In-hospital survival rate of intensive care unit-admitted cirrhotic patients seemed acceptable, even in patients requiring life-sustaining treatments and/or with multiple organ failure on admission. The most important risk factor for in-hospital mortality was the severity of nonhematologic organ failure, as best assessed after 3 days. A trial of unrestricted intensive care for a few days could be proposed for select critically ill cirrhotic patients.

摘要

目的

重新评估入住重症监护病房的肝硬化患者的预后。

设计

法国一所教学医院内科重症监护病房的回顾性研究。

患者

2005 年至 2008 年期间所有未行肝移植的肝硬化患者。

干预措施

无。

主要结果

共研究了 138 例患者。入住重症监护病房、住院和 6 个月的生存率分别为 59%(95%置信区间,50%-67%)、46%(95%置信区间,38%-54%)和 38%(95%置信区间,30%-47%)。需要升压药、机械通气或肾脏替代治疗的住院患者的生存率分别为 20%、33%和 31%。

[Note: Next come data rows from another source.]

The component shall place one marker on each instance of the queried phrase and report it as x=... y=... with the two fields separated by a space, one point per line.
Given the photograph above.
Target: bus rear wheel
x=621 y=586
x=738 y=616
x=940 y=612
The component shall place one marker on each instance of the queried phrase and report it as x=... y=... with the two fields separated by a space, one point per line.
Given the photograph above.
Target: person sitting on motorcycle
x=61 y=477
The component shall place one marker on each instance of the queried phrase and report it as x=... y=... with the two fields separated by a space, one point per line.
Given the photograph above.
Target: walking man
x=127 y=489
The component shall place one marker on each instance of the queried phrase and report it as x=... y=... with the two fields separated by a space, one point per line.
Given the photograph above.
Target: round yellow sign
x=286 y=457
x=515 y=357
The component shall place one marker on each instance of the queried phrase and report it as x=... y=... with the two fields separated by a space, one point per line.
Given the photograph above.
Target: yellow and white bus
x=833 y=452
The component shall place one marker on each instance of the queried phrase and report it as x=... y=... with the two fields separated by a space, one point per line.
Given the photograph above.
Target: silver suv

入院第 1 天,与住院死亡率相关的独立危险因素为年龄、白蛋白血症、国际标准化比值和剔除血液学衰竭后计算的序贯器官衰竭评估评分(改良序贯器官衰竭评估评分)。使用临床分类评估的肝病严重程度与住院死亡率无相关性。在存活 3 天以上的患者中,唯一的预后因素是第 3 天计算的改良序贯器官衰竭评估评分。为了预测住院死亡率,入院第 1 天的改良序贯器官衰竭评估评分的受试者工作特征曲线下面积(0.84)大于简化急性生理学评分 II(0.78)、Child-Pugh 评分(0.76)、终末期肝病模型评分(0.77)或终末期肝病-钠血症评分(0.75)。入院第 1 天有 3 个或 4 个非血液学器官衰竭的住院死亡率并未>70%,但在重症监护病房住院 3 天后有 3 个非血液学器官衰竭的住院死亡率为 89%。

结论

入住重症监护病房的肝硬化患者的住院生存率似乎可以接受,即使在需要生命支持治疗和/或入院时存在多个器官衰竭的患者中也是如此。住院死亡率的最重要危险因素是非血液学器官衰竭的严重程度,在入院后第 3 天评估最佳。对于某些危重症肝硬化患者,可尝试在几天内进行不受限制的重症监护治疗。